It is common to end up with multiple copies of the same file, each taking up its own disk space, all on the same disk partition. For instance I often end up in this situation due to making multiple copies of photos off my cameras memory cards -- eg, one that is just a straight copy of the camera card to its own directory, and another one as a result of a backup of the card on import into my photo management software. After ensuring that there are backups of the photos on other hard drives (and ideally other locations) it can be very helpful to reclaim some of the disk space occupied by the mutliple independent copies. But frequently I do not want to just delete one of the directory trees, especially if I have not finished sorting all the new photos. So a way of combining common files into a single set of disk storage is helpful.
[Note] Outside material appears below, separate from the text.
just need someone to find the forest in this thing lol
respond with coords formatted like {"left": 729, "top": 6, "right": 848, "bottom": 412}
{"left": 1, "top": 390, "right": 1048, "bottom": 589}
There are many tools to try to identify duplicate files, including rdfind, duff, fdupes, and hardlink, as well as several others. It is also possible to use rsync --link-dest=... to solve this problem where the layout of the directories is also identical. All of these tools come with their own idea about how to solve the problem: some only want to list the duplicates, some want to remove one of the duplicate files, and some give the option to hardlink them. And they all make their own assumptions about what is important.

However one limitation they have in common is that checksumming the files -- by far the most expensive part of the task, especially on a slower (eg, USB2) external hard drive -- is an integral part of the tools operation. Which means that if you want to do a "dry run" (list changes) and then a "live run" (actually combine files), you end up waiting for for the checksum calculations to happen twice for no good reason. On one attempt with rdfind (which is proud of how much faster it is than the alternatives), after 30+ minutes of elapsed time, and 15 minutes of CPU time, I still did not have any results on the dry run over 10,000 files (of which about 9,000 are in pairs of common files). Obviously this is mostly due to the slow external hard drive. But the idea of waiting at least that long twice (once for the dry run, and once the live run) was very unappealing.

To avoid calculating the checksums twice, I dusted off an approach I have used a few times before, including to recover from iBooks stealing all my eBooks. Use find and md5sum to calculate the checksums first and save those to a file, then use a separate script to analyse those checksum files and look for identical files -- and optionally hard link them together. It is a very naive approach -- assuming any identical file is both not hard linked yet, and should be hard linked now. And it ignores considerations of file owners/groups, file permissions, file timestamps, etc -- basically assuming that the files with the same content originated from exactly the same place, and were copied preserving the original timestamps and permission, such as in my photo card backup example above.

The basic idea is to calculate the checksums, perhaps leaving it running overnight:

find /backup/photos/bycard -type f | xargs md5sum | tee /tmp/photos-by-card.md5sum
find /backup/photos/bydate -type f | xargs md5sum | tee /tmp/photos-by-date.md5sum

Then see if there are common files that would be linked:

cut -f 1 -d ' ' /tmp/photos-by-*.md5sum | sort | uniq -c | grep -v "^ *1 "

which identifies md5sums represented by more than one file. And also a "dry run" of the naive linking script:

lnsame /tmp/photos-by-card.md5sum /tmp/photos-by-date.md5sum

Perhaps followed by spot checking some of the files really are identical by hand -- ls -il, diff, etc.

When you are happy that the analysis makes sense, a live hardlinking can be done with:

GO=1 lnsame /tmp/photos-by-card.md5sum /tmp/photos-by-date.md5sum

ie, by setting the environment variable GO, to tell it to really make the changes.

The lnsame script is a trivial perl script that simple parses the md5sum output into a hash arranged by md5sum, and then proposes to link any sets of files with the same md5sum together, picking an arbitrary one (first out of the hash) to be the inode (and hence file owner/group/permissions/timestamp) to surive. It is definitely not suited for all purposes. But where it is, the opportunity to only calculate the checksums once can be invaluable.

(Note that at present the perl only understand the GNU style md5sum output; it could fairly easily be extended to also understand the BSD style md5 output, and optionally other checksum formats.)

As a bonus with this approach, one can repeat the find/xargs md5sum after the linking, in each file tree, and then compare those with the md5sum checksums before linking, to gain some reassurance that nothing went missing. Most of the other tools simply require either trusting that they worked properly, or a third checksum pass before hand to have something to compare with.